While Flash on the iPhone and iPad certainly isn’t in the cards, it looks like it will be coming to Android even sooner than Google VP Andy Rubin said it would.
Mobile browser company Skyfire released version 2.0 today, which brings Flash video to Android along with a few other features.
The company says that it is aiming to create “the first Android browser built for the video-viewing generation but also the first mobile browser built for the Facebook generation, complete with a variety of social features” with this next version.
This new version will work on any Android version 1.6 and above and offers Flash video by transcoding it using the H.264 codec into HTML5 or into another format that your phone can understand. As the company noted in its email, “the HTML5 conversion is also promising as they intend to submit this product for iPhone fairly soon.”

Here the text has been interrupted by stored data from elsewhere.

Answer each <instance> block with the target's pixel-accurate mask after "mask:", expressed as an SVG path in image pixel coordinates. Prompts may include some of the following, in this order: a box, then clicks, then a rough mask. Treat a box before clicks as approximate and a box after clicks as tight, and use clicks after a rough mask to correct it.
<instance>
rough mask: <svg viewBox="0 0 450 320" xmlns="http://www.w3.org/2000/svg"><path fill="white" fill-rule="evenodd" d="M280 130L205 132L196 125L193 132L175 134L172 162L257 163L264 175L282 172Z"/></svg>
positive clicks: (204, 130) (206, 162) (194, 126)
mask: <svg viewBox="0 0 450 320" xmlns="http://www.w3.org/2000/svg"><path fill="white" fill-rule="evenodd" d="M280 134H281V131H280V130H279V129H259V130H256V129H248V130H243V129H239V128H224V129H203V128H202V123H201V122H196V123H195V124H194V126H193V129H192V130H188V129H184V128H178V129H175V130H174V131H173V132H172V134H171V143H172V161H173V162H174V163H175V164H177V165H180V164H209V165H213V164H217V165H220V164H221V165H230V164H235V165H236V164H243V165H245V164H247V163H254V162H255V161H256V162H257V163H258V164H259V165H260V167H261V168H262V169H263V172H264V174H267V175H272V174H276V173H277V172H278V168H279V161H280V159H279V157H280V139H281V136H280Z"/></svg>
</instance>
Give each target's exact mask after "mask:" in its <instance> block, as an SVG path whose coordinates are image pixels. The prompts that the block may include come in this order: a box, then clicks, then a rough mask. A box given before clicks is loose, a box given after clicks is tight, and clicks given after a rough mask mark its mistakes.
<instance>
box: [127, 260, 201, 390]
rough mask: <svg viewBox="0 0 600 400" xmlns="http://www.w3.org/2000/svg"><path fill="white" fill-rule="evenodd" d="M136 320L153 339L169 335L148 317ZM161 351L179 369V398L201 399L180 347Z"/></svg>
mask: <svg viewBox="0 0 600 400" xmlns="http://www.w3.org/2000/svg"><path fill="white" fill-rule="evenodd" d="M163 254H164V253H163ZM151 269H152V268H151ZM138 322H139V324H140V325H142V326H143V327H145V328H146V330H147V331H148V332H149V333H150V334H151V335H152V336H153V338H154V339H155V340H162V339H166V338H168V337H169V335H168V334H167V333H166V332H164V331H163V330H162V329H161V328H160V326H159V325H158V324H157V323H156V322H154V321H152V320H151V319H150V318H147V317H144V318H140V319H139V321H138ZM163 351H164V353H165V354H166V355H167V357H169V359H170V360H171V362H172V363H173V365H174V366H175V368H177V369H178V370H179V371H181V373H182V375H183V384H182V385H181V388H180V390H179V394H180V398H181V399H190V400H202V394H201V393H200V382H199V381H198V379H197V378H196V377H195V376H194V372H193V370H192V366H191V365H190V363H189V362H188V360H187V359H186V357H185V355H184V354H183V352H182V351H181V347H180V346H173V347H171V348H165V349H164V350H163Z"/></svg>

Though, as we mentioned, we surely won’t be seeing native support for Flash on the iPhone, transcoding seems to be the way of Flash for mobile. Skyfire transcodes video “in the cloud”, compressing video by about 70% much in the way that Opera boosts its speeds by utilizing its servers as proxy servers. Opera recently opened the doors to other browsers on the iPhone, so Skyfire on the iPhone may too be a reality soon.
In addition to bringing Flash video to Android before the OS adopted native support, the new version of Skyfire brings media recommendations based on user browsing habits and integrated social network sharing. But obviously, the big feature it’s hoping catches on is its Flash video transcoding.
Before you go getting too excited, just make a note of the fact that Hulu has already gone and blocked Skyfire from accessing its video, but the company notes that Skyfire should play a “vast majority” of Flash videos on the Web.